On March 6, the Tidler's brought Addie to the Small Animal Hospital (SAH). The only abnormality noted on physical exam was incontinence and a urinalysis revealed a urinary tract infection (UTI). Dr. Adams, a board certified small animal internal medicine specialist who focuses on urology, recommended a cystoscopy to look at Addie's urethra and bladder. Dr. Adams performed the cystoscopy the next day. Using a cystoscope, a thin lighted tube with a camera attached, Dr. Adams confirmed that Addie had bilateral ectopic ureters, which create a tunnel like effect where the ureteral openings tunnel into the urethra, causing urine to leak continuously instead of being stored in the bladder. This condition also makes the dog more susceptible to UTIs.
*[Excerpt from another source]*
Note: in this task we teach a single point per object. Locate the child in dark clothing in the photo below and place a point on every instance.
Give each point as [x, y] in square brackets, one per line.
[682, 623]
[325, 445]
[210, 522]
Cystoscopic guided laser ablation of ectopic ureters is a specialized procedure commonly performed in the SAH. The procedure is used to correct an ectopic ureter, a congenital condition in which the ureter carrying urine from the kidneys opens in an abnormal location instead of in the bladder. Dr. Adams passed a guide wire through one of the abnormal openings. Over the guide wire, a ureteral catheter was placed which remained there throughout the treatment. With the catheter in position, Dr. Adams passed a laser fiber through the working channel of the cystoscope and used the laser to cut, or ablate, the excess tissue of the wall of the ectopic ureter. With the free wall of the ectopic ureter gone and the ureteral opening located within the bladder, urine could be stored in the bladder instead of continuously leaking from the urethra. Dr. Adams then performed the laser ablation on the other ureter, and also used the laser to correct another abnormality, called a vaginal septa, which can also contribute to UTIs.
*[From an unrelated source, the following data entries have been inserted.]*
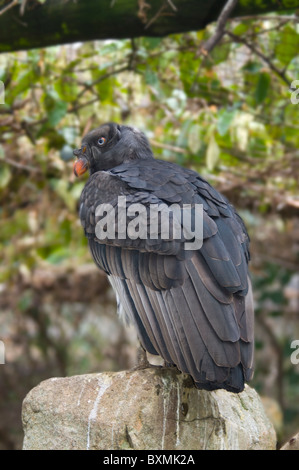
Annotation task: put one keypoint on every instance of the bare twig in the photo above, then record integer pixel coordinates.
(266, 59)
(172, 5)
(208, 45)
(156, 16)
(21, 166)
(168, 147)
(266, 17)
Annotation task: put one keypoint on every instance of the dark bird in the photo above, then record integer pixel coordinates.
(190, 303)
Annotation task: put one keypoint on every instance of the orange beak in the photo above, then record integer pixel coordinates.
(80, 166)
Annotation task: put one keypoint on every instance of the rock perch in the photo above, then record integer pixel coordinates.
(151, 409)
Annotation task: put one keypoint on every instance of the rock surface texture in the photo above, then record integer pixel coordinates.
(151, 409)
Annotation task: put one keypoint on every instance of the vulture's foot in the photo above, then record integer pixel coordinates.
(142, 361)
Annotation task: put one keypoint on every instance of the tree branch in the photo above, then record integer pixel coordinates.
(256, 51)
(208, 45)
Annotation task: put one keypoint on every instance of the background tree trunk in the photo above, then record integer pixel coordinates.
(31, 24)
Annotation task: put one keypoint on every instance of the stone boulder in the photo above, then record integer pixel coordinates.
(150, 409)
Addie recovered very quickly, and was sent home the following day on antibiotics for her UTI. According to Anne and Brian, Addie is doing fantastic and is no longer incontinent. She does not need to wear a diaper daily, and can go on living her carefree and happy life.

Dr. Larry Adams and Dr. Mays Malkawi, a 2nd year resident in Small Animal Internal Medicine, perform cystoscopic-guided laser ablation to correct bilateral ectopic ureters that were causing Addie's incontinence.
Dr. Larry Adams and Dr. Mays Malkawi, a 2nd year resident in Small Animal Internal Medicine, perform cystoscopic-guided laser ablation to correct bilateral ectopic ureters that were causing Addie's incontinence.
Addie and her owners, Anne and Brian Tidler of Clayton, Ind., can now look forward to a more normal life with their beloved companion, Addie.
Addie and her owners, Anne and Brian Tidler of Clayton, Ind., can now look forward to a more normal life with their beloved companion, Addie.